In 1990, John Onions grouped The Patriot's Progress with Richard Aldington's Death of a Hero (1929) and Roads to Glory (1930), writing that the three books satirise human folly through portrayals of supposed World War I heroes. Onions wrote that The Patriot's Progress has similarities with In Parenthesis by David Jones, but differs in how John Bullock is portrayed entirely as a product of circumstances and propaganda, with no individuality or stature, and the protagonist's own reflections are full of Williamson's irony.
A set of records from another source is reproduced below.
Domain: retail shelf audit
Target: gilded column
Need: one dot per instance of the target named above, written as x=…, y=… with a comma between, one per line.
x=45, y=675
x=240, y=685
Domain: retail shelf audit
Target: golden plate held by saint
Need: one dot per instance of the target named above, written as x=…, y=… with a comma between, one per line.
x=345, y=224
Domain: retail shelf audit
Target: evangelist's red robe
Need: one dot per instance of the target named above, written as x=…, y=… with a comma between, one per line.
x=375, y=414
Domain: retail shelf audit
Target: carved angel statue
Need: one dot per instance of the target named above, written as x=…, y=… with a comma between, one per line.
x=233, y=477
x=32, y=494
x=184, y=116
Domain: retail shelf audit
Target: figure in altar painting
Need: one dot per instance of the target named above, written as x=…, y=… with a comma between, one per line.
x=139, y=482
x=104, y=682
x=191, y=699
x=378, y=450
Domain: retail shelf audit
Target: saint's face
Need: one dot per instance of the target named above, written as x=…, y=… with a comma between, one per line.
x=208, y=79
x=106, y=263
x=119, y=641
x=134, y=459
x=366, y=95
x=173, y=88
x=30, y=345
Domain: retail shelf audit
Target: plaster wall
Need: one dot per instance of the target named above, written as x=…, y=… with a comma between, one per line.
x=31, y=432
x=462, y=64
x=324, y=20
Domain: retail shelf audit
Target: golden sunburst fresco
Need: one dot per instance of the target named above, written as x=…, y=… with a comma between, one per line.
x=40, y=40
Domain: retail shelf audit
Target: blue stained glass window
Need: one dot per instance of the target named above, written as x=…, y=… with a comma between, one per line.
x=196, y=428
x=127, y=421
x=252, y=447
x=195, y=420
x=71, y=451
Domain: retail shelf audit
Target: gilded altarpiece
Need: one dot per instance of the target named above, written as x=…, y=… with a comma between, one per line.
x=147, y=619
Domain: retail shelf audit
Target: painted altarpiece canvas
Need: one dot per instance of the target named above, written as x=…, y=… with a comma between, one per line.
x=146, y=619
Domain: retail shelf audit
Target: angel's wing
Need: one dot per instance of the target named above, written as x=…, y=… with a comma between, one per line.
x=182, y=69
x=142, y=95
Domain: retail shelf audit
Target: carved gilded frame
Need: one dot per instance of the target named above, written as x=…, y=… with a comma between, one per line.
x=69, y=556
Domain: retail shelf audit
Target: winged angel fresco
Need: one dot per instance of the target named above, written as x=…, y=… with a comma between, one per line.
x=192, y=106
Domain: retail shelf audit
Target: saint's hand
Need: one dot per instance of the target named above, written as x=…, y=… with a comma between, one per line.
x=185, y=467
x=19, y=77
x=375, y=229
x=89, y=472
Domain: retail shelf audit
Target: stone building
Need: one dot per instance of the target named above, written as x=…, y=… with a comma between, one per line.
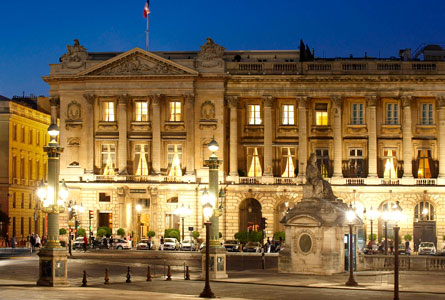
x=24, y=164
x=135, y=126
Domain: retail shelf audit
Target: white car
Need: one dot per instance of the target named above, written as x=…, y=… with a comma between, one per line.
x=427, y=248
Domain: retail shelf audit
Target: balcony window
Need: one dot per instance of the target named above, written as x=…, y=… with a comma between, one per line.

Steven Trout wrote in 1993 that The Patriot's Progress "deserves more credit for originality" and a place "among more celebrated works ... in our canon of First-World-War literature". Trout wrote that Williamson captured the chaos of World War I by introducing new ways to break conventions of plot causality, necessarily omitting character development, geopolitics and attempts to portray the war as an "inevitable tragedy". Trout wrote that whereas Remarque's All Quiet on the Western Front, Aldington's Death of a Hero and Frederic Manning's The Middle Parts of Fortune (1928) feature protagonists who are more sensitive and articulate than other soldiers, which can be seen as self-projections from authors with little actual war experience, John Bullock is an unintellectual common soldier. At the end of the novel, the character returns to the "dehumanizing system" in which he began, with the loss of a leg as the only major difference.

In her 2025 book Writing Noise in Interwar Britain, Anna Smith likened the novel's frequent use of onomatopoeia to that in Zang Tumb Tumb by Filippo Tommaso Marinetti. She wrote that where Marinetti used war sounds to create a dehumanised sensory experience, Williamson created a sense of mortal danger.